The PmrA, PmrAD51A, PmrA505, PmrBc, PmrBcT156R, YgiX, YgiYc, and the chimeric proteins PmrA-YgiX and YgiX-PmrA were overproduced in E. coli EG13796 harboring pT7-7-PmrA-His6, pT7-7-PmrAD51A-His6, pT7-7-PmrA505-His6, pT7-7-His6-PmrBc, pT7-7-His6-PmrBcT156R, pT7-7-YgiX-His6, pT7-7-His6-YgiYc, pT7-7-AX-His6, and pT7-7-XA-His6, respectively. The conditions for expression of His6-tagged proteins were incubation with IPTG (final concentration 1 mM) for 3 h at 30°C. Protein purification was performed as described (Kato et al. 2003) with the modifications described below. After purification, the buffer of the eluate was exchanged with 10 mM Tris-HCl (pH 7.5)/138 mM NaCl/2.7 mM KCl (TBS) and concentrated using Amicon Ultra-15 (MW 10,000; Millipore). Glycerol was added to the protein solution to a 50% final concentration, and it was stored at -20°C.

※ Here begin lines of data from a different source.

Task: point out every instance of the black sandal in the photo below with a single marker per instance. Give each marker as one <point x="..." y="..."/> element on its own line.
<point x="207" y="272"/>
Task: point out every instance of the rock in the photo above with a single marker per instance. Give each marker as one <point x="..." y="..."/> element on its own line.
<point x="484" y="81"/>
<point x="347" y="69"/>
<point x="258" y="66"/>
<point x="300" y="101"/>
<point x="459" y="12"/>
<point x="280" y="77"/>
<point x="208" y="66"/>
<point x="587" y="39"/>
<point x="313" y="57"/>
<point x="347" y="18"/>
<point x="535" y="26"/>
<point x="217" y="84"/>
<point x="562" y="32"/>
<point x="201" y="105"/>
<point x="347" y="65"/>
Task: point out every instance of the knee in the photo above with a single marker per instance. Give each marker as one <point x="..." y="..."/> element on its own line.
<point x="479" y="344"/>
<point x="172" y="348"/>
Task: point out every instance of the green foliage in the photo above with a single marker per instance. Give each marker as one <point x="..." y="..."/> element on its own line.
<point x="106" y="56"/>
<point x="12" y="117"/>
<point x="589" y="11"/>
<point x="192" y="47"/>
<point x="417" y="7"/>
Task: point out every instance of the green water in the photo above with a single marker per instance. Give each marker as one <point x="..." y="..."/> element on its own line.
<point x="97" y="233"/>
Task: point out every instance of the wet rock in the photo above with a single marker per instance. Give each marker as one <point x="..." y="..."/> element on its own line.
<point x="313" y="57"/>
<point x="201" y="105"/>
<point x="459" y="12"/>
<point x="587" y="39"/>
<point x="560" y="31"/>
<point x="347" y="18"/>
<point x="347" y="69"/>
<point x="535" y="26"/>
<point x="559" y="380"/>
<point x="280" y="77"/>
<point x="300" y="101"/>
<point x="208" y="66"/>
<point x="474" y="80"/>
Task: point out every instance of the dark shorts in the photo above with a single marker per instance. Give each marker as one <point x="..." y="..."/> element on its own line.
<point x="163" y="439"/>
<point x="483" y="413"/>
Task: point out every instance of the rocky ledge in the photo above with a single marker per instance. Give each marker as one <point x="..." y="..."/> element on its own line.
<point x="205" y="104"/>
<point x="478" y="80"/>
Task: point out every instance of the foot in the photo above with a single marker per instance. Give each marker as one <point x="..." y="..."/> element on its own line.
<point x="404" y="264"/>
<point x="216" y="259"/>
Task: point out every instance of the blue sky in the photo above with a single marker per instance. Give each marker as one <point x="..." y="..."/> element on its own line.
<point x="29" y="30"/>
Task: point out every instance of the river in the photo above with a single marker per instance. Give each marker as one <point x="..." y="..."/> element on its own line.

The purification of the glutathione Sepharose beads bound to the GST-YgiYc and GST-PmrBcT156R proteins was performed as described for GST-PmrBcT156R (Kato et al. 2003) with the modifications described below. The GST-YgiYc and GST-PmrBcT156R proteins were overproduced in E. coli strain EG13796 harboring pGEX-YgiYc and pGEX-PmrBcT156R, respectively. The glutathione Sepharose beads-bound GST-YgiYc and GST-PmrBcT156R proteins were stored in 1/2 TBS/50% glycerol at -20°C.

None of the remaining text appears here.